There are no new entries in the kernel config in the Device Drivers -> Multimedia support -> Media USB Adapters after I install the v4l-dvb drivers either, and I can't remember if there used to be before it stopped working.

Do you have any ideas if I'm doing something wrong or missing something important?

Thanks for your input in advance!Last edited by g99 on Mon Feb 02, 2015 8:01 pm; edited 1 time in total

----------

## Roman_Gruber

off-topic: You may stick to the long term supported 3.10.x kernel from kernel.org and save you the hassle. 

you may make diff of the config files from the working and the newer kernels or

check the changelogs regarding your hardware.

Those general guides for hardwares are usually only valid for a certain kernel version until it is changed. I had it several times that settings moved in the kernel and sticking to a proven long term support keeps out such issues at all.

you may check if there is another entry created, maybe it was just renamed. HAvre you checked the kernel.org change log regarding your hardware?

----------

## g99

I reinstalled the latest stable versions of kernel 3.10.x and 3.12.x from the repositories but there's still no /dev/dvb, and it's recognized according to the dmesg messages.
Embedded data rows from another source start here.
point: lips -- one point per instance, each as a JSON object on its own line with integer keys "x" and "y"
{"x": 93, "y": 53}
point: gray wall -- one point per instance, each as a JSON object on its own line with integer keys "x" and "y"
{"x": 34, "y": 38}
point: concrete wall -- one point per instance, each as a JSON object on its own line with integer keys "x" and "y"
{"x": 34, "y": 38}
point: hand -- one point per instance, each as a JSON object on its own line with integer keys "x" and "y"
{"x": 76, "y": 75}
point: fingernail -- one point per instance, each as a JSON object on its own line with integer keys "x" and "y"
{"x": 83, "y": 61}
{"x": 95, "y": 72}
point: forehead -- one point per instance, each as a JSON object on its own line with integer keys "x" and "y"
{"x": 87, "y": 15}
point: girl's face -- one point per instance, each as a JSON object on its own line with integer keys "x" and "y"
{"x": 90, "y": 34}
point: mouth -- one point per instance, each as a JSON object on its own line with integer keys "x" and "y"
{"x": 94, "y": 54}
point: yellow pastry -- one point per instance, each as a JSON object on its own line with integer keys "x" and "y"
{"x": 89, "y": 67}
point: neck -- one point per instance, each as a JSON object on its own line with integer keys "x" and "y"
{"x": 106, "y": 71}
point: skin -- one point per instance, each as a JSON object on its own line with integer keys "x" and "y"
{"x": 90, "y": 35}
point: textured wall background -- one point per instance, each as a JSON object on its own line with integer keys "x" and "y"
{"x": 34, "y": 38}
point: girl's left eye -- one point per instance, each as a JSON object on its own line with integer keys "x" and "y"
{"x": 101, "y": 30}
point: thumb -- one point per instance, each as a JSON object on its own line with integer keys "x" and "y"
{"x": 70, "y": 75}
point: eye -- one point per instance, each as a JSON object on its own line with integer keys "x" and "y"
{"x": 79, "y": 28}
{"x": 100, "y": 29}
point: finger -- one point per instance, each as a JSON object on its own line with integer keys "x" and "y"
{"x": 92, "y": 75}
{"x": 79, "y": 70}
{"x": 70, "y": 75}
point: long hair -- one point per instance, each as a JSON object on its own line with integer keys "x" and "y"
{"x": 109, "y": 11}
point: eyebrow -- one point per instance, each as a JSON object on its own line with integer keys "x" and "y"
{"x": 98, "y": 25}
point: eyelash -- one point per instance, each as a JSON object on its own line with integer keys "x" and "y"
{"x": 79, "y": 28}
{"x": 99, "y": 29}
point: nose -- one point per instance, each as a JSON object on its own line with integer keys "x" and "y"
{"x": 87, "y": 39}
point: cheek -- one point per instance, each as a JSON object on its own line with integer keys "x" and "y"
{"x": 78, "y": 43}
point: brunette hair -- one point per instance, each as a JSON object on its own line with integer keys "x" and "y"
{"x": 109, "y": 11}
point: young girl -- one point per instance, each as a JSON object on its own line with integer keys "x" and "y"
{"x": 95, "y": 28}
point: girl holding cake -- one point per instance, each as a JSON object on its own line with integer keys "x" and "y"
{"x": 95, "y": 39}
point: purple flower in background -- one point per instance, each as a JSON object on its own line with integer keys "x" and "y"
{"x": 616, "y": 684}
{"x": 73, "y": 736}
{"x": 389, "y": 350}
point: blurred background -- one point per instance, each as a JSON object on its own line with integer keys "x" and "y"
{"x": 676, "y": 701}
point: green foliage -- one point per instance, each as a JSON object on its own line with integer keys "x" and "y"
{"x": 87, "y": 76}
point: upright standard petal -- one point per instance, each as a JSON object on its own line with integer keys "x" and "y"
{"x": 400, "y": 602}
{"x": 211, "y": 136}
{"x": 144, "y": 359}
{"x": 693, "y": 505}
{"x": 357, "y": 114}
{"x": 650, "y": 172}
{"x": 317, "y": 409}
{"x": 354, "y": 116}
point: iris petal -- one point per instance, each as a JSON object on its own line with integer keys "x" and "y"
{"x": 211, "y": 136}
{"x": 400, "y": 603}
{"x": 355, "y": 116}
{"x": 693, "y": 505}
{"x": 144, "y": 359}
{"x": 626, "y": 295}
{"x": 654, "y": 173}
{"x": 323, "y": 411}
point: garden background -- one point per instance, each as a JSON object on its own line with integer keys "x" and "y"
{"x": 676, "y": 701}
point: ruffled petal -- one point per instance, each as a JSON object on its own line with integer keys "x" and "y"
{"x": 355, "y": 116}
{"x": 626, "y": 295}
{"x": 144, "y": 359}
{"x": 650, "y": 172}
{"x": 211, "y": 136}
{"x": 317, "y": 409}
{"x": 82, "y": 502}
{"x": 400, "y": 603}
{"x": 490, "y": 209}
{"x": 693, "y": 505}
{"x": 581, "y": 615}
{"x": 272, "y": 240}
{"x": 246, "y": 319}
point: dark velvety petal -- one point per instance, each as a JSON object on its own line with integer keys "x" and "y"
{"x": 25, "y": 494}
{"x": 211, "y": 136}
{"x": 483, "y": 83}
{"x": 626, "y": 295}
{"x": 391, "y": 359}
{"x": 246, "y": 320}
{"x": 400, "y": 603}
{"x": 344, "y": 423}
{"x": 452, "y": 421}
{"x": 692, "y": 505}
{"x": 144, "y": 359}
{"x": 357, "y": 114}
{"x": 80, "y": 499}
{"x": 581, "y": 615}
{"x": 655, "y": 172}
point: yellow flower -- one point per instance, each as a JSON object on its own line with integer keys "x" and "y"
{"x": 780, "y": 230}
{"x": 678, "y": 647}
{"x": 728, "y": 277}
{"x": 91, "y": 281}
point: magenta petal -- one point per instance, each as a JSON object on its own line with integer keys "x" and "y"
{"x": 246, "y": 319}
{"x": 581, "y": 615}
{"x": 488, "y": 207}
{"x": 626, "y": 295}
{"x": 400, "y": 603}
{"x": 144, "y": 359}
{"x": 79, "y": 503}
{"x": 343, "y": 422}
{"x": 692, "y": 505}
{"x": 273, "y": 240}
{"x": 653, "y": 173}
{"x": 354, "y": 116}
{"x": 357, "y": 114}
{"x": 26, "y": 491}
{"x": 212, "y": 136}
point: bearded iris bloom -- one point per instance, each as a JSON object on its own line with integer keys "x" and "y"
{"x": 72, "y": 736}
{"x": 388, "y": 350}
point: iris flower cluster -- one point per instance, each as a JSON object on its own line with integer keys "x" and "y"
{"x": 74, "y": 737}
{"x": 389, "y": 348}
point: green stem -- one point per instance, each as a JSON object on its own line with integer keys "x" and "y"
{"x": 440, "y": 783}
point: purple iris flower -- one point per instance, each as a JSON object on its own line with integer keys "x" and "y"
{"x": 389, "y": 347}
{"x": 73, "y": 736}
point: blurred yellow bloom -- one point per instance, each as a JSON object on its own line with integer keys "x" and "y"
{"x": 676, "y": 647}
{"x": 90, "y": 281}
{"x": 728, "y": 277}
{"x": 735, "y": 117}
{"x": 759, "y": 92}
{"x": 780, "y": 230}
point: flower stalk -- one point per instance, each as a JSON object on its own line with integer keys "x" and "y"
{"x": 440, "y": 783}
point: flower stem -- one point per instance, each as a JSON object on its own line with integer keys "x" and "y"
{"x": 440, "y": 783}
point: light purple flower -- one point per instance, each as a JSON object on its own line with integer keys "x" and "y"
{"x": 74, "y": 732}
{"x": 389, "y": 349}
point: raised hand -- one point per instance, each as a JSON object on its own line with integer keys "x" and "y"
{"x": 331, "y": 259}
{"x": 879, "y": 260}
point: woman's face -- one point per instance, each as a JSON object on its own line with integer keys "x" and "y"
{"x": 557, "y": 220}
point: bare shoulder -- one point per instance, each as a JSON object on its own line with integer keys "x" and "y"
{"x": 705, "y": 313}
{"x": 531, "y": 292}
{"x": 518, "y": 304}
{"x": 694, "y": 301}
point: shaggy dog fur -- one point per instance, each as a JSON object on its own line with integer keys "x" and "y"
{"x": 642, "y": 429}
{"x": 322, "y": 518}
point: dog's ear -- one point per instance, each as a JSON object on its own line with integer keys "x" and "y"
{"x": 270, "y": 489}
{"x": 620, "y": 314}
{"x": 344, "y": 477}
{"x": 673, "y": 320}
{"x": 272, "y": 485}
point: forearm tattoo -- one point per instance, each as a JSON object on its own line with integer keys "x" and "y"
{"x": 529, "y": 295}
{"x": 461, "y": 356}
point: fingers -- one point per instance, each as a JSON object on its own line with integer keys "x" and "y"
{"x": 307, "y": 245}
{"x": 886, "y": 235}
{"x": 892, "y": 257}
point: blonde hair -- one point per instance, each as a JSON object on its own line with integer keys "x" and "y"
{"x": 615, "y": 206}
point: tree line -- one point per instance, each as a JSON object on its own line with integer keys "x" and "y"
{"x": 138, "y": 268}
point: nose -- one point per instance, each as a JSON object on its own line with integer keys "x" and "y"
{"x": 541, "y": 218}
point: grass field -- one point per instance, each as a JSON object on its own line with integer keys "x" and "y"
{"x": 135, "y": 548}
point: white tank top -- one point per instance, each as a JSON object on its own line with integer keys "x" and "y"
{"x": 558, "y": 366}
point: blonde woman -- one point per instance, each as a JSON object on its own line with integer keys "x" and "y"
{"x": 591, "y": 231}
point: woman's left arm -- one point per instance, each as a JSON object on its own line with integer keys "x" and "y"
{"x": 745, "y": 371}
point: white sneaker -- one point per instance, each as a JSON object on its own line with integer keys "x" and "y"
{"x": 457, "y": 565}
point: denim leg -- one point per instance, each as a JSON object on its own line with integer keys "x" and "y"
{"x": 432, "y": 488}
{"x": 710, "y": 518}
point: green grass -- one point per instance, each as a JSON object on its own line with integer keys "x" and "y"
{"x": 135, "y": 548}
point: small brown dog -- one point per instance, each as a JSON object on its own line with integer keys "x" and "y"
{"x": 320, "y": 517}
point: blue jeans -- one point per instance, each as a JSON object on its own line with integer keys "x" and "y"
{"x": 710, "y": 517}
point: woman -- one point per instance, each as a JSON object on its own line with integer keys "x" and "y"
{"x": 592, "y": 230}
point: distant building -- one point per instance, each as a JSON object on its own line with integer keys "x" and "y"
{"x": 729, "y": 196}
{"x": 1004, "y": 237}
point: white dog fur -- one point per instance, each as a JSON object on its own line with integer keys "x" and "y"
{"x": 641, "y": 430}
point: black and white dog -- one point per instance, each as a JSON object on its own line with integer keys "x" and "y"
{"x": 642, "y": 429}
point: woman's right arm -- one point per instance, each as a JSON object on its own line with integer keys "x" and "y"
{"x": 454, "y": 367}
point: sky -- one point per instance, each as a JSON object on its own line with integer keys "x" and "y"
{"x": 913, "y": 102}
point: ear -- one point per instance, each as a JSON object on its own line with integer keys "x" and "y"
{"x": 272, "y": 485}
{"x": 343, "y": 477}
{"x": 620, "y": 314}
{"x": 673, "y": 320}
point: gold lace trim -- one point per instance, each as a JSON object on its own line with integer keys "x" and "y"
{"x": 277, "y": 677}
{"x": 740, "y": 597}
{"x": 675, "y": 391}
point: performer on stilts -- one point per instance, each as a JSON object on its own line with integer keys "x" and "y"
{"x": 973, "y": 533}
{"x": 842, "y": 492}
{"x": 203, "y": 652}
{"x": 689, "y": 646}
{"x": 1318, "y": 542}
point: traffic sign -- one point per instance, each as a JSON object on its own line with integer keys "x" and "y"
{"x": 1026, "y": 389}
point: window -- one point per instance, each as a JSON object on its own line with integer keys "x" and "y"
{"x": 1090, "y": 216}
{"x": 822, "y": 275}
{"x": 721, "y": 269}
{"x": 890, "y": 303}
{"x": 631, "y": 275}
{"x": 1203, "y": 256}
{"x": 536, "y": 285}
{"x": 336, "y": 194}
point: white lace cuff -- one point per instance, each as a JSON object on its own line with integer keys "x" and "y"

I haven't found anything in the kernel change logs regarding my device but the kernel in itself doesn't support it, that's why I have to install the v4l-dvb drivers. As the respective modules seem to get loaded correctly I assume the issue could be well related to udev, i.e. it doesn't load the device properly for some reason.

----------

## chithanh

The em28xx provides both analog and digital TV. If you want to use the digital part, you need to build the em28xx_dvb driver. Also you need to ensure that the DVB frontend in the device is supported too (Google says your device has a DRXK tuner).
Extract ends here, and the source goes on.